The boat leaves Iloilo at 6 pm. After 14 hours at sea, it makes a 6-hour pit stop at the charming Cuyo island to unload and reload passengers and cargoes. The boat lifts anchor at 3 p.m.
Cuyo is composed of 45 scattered islets. It has been the capital of Palawan from 1873 to 1903. For nearly 300 years, Cuyo and the rest of the Palawan islands have been a constant prey to Southeast Asian slave raiders. Balabac island, Palawan’s southernmost island, is right next to Borneo. Until the Spanish in Manila found the money to purchase 3 steamships from England around 1845 that outsailed the fast pirates’ sailboats. After two years of reconnaissance, the Spaniards finally crushed the pirates’ fortresses at the Sulu archipelago in 1848.

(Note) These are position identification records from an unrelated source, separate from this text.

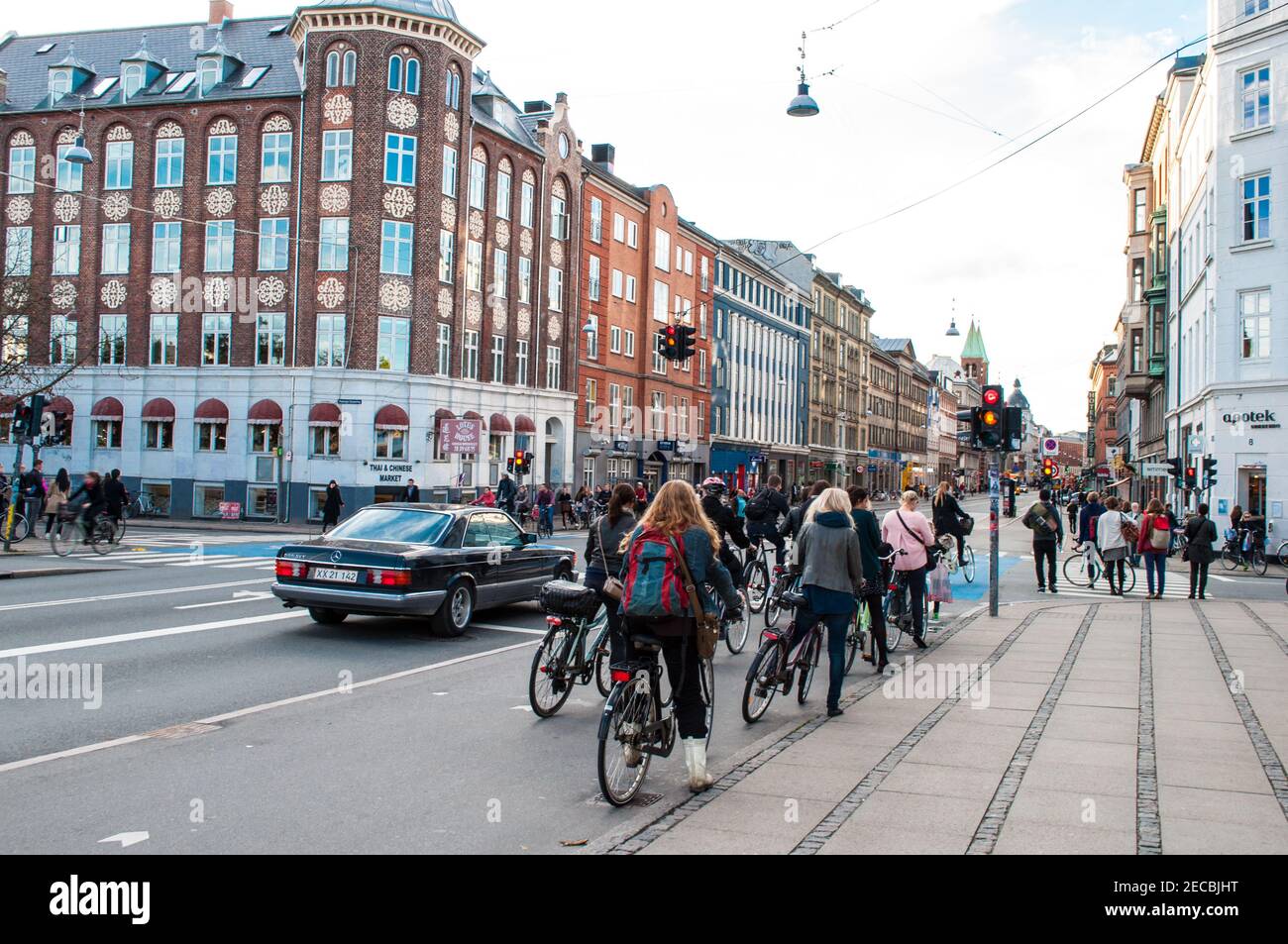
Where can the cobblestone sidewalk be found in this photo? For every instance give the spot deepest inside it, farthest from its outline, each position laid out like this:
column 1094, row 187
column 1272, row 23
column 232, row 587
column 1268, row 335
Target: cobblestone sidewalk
column 1094, row 728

Hence, Cuyo’s church is unique. It is a fortress walled by massive stones and parapets. The proliferation of saintly statues up the wall and about the plaza imply the deep-seated desire of the colonizers to be saved from Moro predations in this God-forsaken outpost.
It takes half an hour to walk around this fishing town. The wooden houses are painted with bright colors. Some stood delicately over stilts. The beaches are pristine. Sun yourself at Quijano or Capusan beaches. Tabunan Beach has a walkway of neatly compacted sandstones. Meals of grilled fish and seafood can be had along the beach. High-end Amanpulo Resort is located at Pamalican Island around here.
The next ride to Puerto Princesa is longer. After 16 hours, the city’s belfry, buildings and houses appear densely stacked up amid lush mountains under the midday the sun.
The air approach looks nearly the same. Mountains and lush vegetation looms over the city’s airport. You immediately get the feeling that civilization meets the wilds here. There are no cabs around except the ubiquitous trikes that charge Php 50 for a ride downtown. But actually, downtown is just a 15-minute walk from the airport.